When you’re done, you get a beautiful graph like this:
Data is never that clean! Those are almost perfect Gaussians.
The amplitude of each curve doesn’t matter. That’s just the relative brightness of each LED (and QE of the sensor), with the camera set to manual exposure, so some colors were naturally dimmer than others.
The important part of each curve is the X position of the peak. That’s the ideal focus position. And the thing that jumps out immediately (and also agrees nicely with the pixel size observations) is that the Schneider Componon-S 50mm f/2.8 is achromat corrected.
I’ve never seen this mentioned in any datasheets or in any reviews. The red and blue would be even closer if my red LED was a “standard” red wavelength (620nm) instead deep red at 660nm. If you do the linear regression of each peak (except blue) and project a hypothetical 620nm LED onto the same line, it falls almost exactly on the blue peak.
So, 1/3 of my reason for using a motorized Z-axis has been solved by Schneider. (If only I could get my hands on an apo enlarging lens, I almost wouldn’t need the motor at all… but where would the fun be in that?)
You can use the image’s standard deviation as a focus metric to perform one more cool trick. Instead of calculating it for the whole image, you can slice things into different focus zones:
Then, calculate the standard deviation for just those sub-images and plot them on the same axis.
Here are zones A through E for a single color channel, taking an image at each Z-axis motor step:
If the subject plane was aligned perfectly with the sensor plane, all of those curves should have a peak at the same x coordinate, which would mean each part of the image would be entering and leaving focus at the same time.

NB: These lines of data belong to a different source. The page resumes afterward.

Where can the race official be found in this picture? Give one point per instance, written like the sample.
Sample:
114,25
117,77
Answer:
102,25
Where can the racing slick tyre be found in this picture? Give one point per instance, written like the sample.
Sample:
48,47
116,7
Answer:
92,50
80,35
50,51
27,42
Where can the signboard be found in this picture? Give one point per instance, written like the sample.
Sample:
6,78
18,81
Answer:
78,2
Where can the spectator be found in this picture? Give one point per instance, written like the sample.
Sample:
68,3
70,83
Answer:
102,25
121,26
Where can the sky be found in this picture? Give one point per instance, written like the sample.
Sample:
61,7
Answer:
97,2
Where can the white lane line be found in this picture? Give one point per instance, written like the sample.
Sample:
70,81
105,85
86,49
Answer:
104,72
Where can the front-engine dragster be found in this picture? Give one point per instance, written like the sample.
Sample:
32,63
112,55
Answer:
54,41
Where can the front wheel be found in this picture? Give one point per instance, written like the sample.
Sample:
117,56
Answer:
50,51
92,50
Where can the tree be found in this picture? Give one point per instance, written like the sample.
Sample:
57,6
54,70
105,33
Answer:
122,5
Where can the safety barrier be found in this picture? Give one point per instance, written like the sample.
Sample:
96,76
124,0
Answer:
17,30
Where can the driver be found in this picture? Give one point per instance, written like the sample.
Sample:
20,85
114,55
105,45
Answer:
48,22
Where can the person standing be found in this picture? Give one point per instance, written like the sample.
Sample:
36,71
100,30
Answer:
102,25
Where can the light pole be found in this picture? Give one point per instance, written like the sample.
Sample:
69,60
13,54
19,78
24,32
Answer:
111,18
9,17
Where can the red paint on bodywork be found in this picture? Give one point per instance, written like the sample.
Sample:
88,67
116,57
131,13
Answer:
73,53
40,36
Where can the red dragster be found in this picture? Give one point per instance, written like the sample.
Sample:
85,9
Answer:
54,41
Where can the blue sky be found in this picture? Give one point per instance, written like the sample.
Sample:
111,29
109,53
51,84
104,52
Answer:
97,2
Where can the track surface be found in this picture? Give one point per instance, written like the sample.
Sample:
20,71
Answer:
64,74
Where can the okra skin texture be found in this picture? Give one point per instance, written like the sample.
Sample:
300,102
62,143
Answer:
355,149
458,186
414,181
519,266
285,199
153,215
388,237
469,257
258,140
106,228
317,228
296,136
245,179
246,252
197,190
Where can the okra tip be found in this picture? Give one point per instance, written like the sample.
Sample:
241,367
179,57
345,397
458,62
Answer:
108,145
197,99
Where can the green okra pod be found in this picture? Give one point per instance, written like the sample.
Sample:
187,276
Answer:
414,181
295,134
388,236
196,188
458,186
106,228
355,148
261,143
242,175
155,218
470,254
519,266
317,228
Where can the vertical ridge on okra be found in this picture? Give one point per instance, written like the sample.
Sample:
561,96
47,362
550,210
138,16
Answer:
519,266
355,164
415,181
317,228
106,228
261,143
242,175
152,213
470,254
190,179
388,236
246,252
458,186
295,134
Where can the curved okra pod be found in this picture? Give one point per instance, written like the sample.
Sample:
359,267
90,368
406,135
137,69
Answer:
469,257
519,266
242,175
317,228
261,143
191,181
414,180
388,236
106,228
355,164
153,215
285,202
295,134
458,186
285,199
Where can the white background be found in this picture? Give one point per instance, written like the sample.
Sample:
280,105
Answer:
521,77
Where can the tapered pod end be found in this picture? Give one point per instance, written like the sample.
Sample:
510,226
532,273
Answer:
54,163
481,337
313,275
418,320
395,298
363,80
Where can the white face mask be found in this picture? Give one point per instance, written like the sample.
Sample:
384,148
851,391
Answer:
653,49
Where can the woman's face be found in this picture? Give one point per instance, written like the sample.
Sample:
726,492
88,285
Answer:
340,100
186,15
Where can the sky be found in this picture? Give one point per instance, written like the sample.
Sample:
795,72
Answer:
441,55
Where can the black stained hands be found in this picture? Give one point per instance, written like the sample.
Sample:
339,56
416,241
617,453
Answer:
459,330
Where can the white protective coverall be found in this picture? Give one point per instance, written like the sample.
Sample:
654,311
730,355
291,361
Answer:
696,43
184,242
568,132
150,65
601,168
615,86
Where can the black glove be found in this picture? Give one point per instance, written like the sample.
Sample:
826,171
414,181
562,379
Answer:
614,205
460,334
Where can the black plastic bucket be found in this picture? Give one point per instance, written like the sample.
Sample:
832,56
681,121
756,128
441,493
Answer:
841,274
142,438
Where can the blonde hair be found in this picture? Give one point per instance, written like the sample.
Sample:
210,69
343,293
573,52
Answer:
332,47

But it wasn’t!
Eventually the film transport is going to be mounted to the same optical tilt/rotation table that I have the calibration slide mounted to now:
Those two knobs can adjust things by a couple degrees on a rotation and tilt plane, which is exactly what we need here. After a couple turns of those micrometer screws, I ran the planarity sweep again and got this back for zones A through E:
That’s a lot closer to being aligned with the camera sensor. I repeated the same for the other direction (zones F through J) and now images are sharper across the whole field of view than before (and the 2D grid pixel measuring algorithm started returning even more consistent results down in the nanometers).
There is an open question about how well the standard deviation metric is going to hold up with Kodachrome as the subject instead of a silvered calibration target, but hopefully I’ll be able to get things dialed in once I switch over to a proper film transport. Planarity seems like something you can dial in once and then forget about unless the machine gets bumped by something.

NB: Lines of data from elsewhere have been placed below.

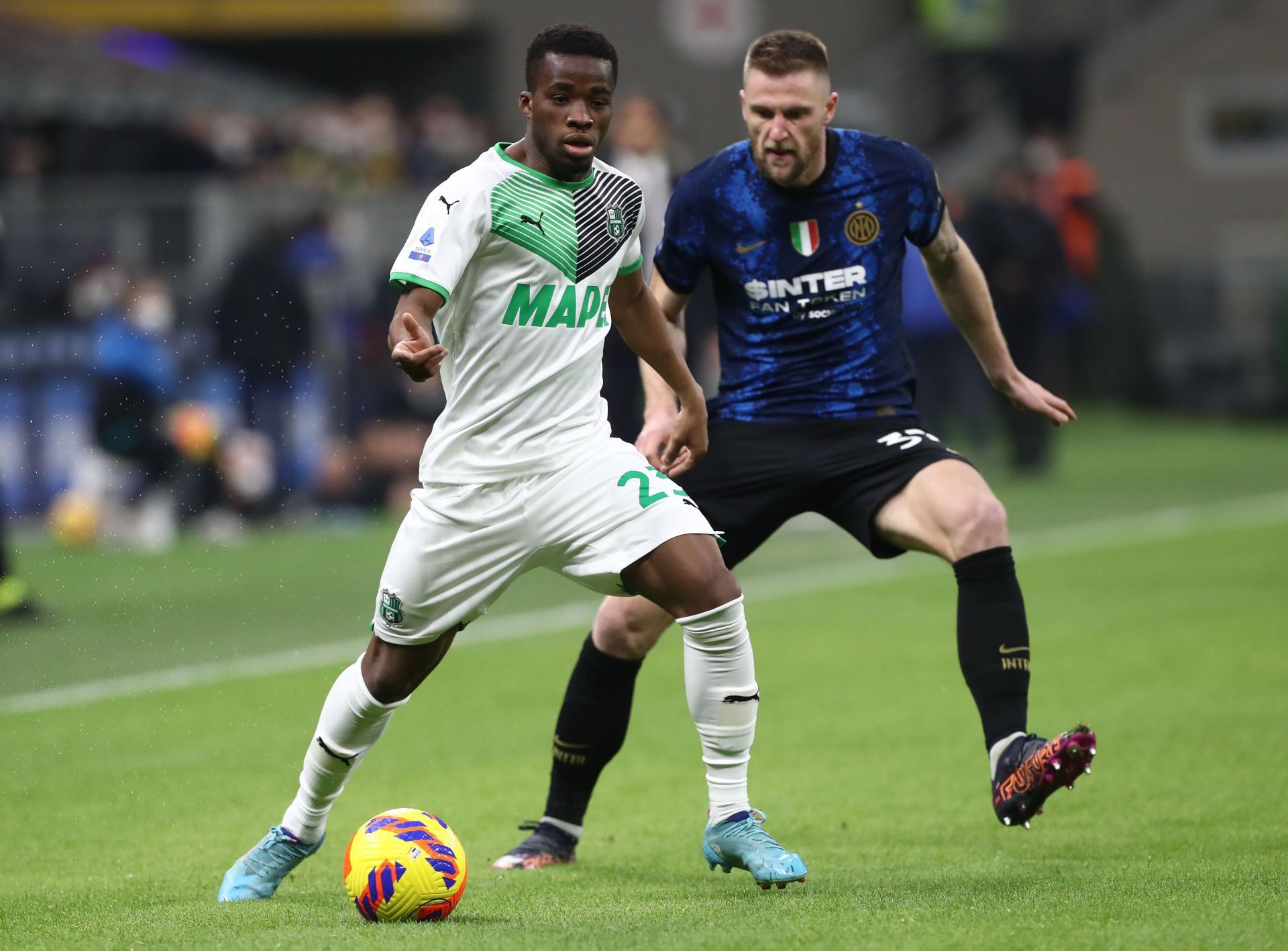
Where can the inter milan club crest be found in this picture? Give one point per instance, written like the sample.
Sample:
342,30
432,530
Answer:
616,223
862,227
805,236
390,609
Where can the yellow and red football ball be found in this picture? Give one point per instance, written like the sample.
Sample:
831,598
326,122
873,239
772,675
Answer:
405,865
75,518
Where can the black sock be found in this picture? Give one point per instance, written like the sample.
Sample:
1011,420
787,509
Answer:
590,730
994,641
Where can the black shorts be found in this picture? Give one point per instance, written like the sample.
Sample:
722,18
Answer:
759,474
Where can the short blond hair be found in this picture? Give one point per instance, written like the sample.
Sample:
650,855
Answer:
786,50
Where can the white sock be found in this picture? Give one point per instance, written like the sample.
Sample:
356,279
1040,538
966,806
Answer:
996,750
351,723
720,683
575,832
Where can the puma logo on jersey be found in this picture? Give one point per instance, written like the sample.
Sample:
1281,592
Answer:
525,219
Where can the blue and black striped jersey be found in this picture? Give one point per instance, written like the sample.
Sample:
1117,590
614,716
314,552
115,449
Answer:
806,280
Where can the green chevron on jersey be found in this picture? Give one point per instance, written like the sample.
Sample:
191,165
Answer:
537,217
575,226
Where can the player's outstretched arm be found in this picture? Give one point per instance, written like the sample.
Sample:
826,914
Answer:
660,406
964,291
411,340
649,332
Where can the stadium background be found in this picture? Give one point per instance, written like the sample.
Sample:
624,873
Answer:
179,166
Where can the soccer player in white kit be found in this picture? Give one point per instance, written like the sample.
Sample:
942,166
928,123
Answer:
513,274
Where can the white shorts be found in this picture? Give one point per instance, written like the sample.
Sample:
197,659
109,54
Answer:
460,547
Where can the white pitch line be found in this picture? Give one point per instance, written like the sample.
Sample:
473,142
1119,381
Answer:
1050,543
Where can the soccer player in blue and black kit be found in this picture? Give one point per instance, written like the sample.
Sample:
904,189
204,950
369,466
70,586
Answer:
803,228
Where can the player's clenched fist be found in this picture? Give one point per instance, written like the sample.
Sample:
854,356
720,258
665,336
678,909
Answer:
418,354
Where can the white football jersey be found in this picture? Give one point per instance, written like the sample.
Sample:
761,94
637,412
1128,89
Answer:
525,263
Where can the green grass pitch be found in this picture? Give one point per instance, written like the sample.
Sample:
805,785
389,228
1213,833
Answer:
1156,570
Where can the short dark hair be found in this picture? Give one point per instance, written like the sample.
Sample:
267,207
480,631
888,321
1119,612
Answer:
786,50
568,40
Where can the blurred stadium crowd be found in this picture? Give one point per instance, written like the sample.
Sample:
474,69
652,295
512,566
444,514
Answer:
193,299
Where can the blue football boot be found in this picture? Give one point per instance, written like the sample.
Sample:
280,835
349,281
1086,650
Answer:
741,842
260,871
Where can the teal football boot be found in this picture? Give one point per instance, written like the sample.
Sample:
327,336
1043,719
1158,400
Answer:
741,842
260,871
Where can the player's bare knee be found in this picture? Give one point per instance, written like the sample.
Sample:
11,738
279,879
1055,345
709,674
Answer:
393,672
715,589
978,526
629,628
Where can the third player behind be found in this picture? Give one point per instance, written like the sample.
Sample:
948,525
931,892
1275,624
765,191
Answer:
803,228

Focus detection isn’t quite “auto-focus”. Those graphs are still being generated manually in Excel. I want the focus sweep button to find the peaks and set up markers at the best focus positions so I can travel to each in a single button click. That is auto-focus and it’s going to require a little more algorithm design.

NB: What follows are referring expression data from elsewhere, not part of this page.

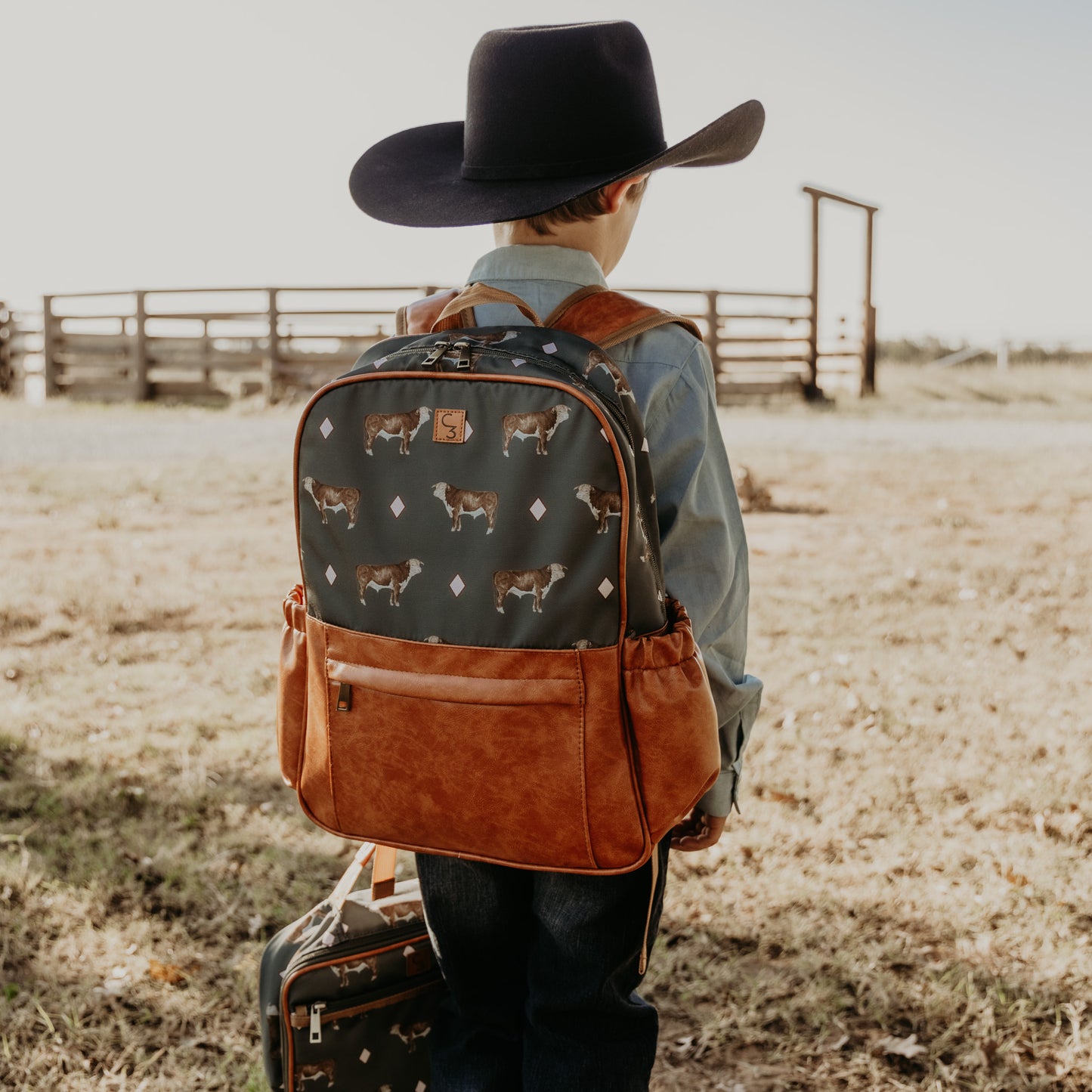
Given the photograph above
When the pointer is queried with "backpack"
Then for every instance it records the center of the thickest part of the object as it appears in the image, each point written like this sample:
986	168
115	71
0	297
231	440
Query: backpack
481	660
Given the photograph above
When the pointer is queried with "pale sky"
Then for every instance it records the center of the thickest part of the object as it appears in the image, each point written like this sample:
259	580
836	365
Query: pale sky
209	144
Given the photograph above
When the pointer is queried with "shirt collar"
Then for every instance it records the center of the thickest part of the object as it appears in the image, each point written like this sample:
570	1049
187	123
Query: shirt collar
539	262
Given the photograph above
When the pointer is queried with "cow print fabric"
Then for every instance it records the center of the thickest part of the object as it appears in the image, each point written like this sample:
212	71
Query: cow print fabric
510	539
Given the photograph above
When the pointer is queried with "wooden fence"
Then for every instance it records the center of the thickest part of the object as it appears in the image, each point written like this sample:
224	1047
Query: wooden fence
213	344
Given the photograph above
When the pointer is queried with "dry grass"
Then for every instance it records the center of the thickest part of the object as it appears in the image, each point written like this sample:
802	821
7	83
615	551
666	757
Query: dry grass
903	903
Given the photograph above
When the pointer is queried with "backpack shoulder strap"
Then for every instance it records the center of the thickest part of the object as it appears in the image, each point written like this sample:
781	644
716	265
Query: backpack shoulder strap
608	317
419	317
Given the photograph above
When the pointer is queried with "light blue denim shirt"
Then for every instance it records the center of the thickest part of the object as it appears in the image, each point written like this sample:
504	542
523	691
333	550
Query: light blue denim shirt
701	533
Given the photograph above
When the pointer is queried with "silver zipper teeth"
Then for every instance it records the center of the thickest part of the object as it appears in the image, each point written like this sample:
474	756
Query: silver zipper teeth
617	413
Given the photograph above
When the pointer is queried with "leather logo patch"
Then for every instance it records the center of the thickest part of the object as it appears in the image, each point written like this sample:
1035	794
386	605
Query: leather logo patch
449	426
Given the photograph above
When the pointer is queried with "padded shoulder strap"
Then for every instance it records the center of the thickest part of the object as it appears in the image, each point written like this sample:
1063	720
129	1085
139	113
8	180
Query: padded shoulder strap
608	318
419	317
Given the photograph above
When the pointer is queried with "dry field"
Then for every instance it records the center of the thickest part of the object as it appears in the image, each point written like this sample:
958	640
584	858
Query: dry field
903	903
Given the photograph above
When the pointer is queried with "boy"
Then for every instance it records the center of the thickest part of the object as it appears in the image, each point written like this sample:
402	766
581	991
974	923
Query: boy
561	134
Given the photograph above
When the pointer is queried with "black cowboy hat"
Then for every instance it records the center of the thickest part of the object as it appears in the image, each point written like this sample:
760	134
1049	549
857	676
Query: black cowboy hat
552	113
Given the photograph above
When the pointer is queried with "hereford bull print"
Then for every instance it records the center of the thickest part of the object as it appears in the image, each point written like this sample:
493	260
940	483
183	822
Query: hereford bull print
599	360
314	1072
411	1033
404	426
602	503
334	498
540	424
472	503
535	582
394	577
370	964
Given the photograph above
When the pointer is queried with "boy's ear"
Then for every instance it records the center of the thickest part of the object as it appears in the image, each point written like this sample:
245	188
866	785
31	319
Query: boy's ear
615	193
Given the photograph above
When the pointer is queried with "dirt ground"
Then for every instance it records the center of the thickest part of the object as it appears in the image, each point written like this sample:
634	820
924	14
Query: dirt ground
902	905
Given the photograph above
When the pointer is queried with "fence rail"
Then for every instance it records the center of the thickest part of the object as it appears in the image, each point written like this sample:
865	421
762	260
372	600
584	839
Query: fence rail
214	344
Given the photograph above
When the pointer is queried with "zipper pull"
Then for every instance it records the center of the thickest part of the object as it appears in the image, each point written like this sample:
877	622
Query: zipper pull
432	360
317	1021
464	356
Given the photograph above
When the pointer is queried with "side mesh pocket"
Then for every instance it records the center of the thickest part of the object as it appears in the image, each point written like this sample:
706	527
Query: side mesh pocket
292	687
674	719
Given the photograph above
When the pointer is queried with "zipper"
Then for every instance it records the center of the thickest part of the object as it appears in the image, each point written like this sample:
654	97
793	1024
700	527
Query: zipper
441	348
390	938
320	1013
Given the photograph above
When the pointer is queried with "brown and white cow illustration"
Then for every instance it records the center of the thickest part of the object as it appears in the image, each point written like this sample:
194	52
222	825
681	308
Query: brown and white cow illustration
472	503
602	503
314	1072
412	1033
403	425
535	582
542	424
394	577
333	498
370	964
599	360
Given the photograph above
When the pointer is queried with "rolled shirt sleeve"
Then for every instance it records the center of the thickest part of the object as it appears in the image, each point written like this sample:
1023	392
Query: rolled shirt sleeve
704	555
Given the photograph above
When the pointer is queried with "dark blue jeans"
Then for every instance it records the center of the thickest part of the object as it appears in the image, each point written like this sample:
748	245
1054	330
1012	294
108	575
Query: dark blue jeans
542	969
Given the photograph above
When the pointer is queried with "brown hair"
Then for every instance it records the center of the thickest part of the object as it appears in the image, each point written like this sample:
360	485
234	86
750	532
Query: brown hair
586	206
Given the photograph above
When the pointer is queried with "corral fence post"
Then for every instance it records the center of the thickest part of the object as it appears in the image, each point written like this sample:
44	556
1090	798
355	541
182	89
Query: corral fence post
138	348
868	356
812	383
7	373
48	346
713	321
271	366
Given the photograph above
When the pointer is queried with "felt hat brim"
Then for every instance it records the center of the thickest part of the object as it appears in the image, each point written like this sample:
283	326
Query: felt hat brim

That’ll be in June and I’m planning to fill the rest with more integration work as I get closer to actually imaging film: I need to confirm that my software control of the motor (over my new communication protocol) is still as dependable as my early Arduino-only tests re: not missing any steps. I want to get the Arduino connected to the sensor’s GPIO so I can request exact exposure timing instead of just using the default video stream. And it’s probably time to see if I can’t read values from the load cell controller board that will eventually become part of the film transport.